È del 1° Dicembre la notizia della morte di Ousmane Sow (1936-2016), artista senegalese di fama internazionale.
Arrivato in Francia nel ’57, acquista la qualifica di fisioterapista, attività che eserciterà sia in Francia che in Senegal fino ai 50 anni quando, si dedicherà interamente alla scultura.
Nel 1999 si fa conoscere al grande pubblico con un’esposizione su Pont des Arts a Parigi, ma già prima aveva partecipato ad un crescendo di eventi importanti ed internazionali, sia in Francia che in Senegal ma anche in Giappone, Germania, Belgio, Italia, Svizzera.
La sua espressione si concretizza in serie di sculture principalmente ispirate alla sua terra, l’Africa intesa come groviglio di culture autoctone: Nouba, Masai, Zoulou, Peulh.
Ne narra i costumi, ne rappresenta le scene di vita, le lotte, i miti.
Usa principalmente una materia composita posata su intelaiature, paglia, iuta, terra, vari tipi di minerali.

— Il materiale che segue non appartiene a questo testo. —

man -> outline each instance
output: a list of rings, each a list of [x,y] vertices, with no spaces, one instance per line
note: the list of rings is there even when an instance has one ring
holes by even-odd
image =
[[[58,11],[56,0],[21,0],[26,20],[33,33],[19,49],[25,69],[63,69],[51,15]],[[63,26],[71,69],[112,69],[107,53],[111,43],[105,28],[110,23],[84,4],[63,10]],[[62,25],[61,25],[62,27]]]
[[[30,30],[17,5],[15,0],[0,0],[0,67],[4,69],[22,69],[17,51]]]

L’effetto è particolare e ha il sapore della terra d’Africa.
Grandi figure mascoline sono modellate con la muscolatura spropositatamente sviluppata a sottolineare una virilità prorompente, un contatto con la madre terra particolarmente forte. Guerrieri, ma anche atleti, gente dei villaggi africani vengono immortalati in una sostanza che sembra provenire da quei luoghi, con la grezza intenzione formale che ne amplifica la forza e la durezza accumulata nel vivere in ambienti difficili.
Si ha effettivamente la sensazione di trovarsi in un mondo primordiale e mistico, semplice ed emotivo osservando le sue sculture, dove non traspare alcuna voglia di mitigare questi aspetti anzi ne sono il loro punto di forza.
La talvolta distorta anatomia, le giunture che in alcuni casi raggiungono torsioni impossibili, sono funzionali ad introdurci in una irrazionale atmosfera dove lo spirito vince sulla materia e ne è apparenza e sostanza.
Monolitici, eretti come tronchi di querce secolari, le figure di Sow stupiscono per la possanza, la sgraziata postura anatomica che non dispiace, anzi ne rafforza l’impatto emotivo, perché denota la sicurezza descrittiva di chi, a prescindere dalle normali concezioni anatomiche, può rappresentare fedelmente quello che ha dentro come esperienza concretamente vissuta.
Dai bracci nodosi, come composti da noci di cocco, dal petto gonfio e ampio, dal torso tozzo e simile ad un macigno privo di addominali costruiti artificialmente, i suoi giganti ci guardano mostrandoci la piena unione tra uomo e natura con i lineamenti rilassati anche nello sforzo della lotta.
L’opera di Sow non decade neanche quando si distacca dalla madre Africa per descrivere uno degli avvenimenti più conosciuti nella storia degli indiani d’America, “Little Big Horn”. Il popolo pellerossa, accomunato al popolo africano dallo stretto contatto con la natura, trova in Sow un perfetto incarnatore del proprio spirito.
Tutto questo ebbe certo un grandissimo effetto nel 1999 all’esposizione di Pont des Arts se più di tre milioni di persone ne presero visione, sicuramente incantati da una così ben descritta forza primordiale catapultata in mezzo alla civilissima Parigi, alle soglie del nuovo millennio, tra circuiti, pc, telefonini, femminismo, metrò, traffico e sciapiti prodotti dell’Arte contemporanea.
In seguito, Ousmane Sow si ritirò in Senegal:
“Il mio corpo è stanco”
disse.
Continuò il suo lavoro con la riproduzione in bronzo di alcune sue sculture precedenti e altre nuove, tra cui “Le Coureur Sur La Ligne De Départ” commissionatagli dal Comitato Internazionale delle Olimpidi e “Victor Hugo“. Infine, nel 2008 realizzò “Sans Papier” esposta a Ginevra.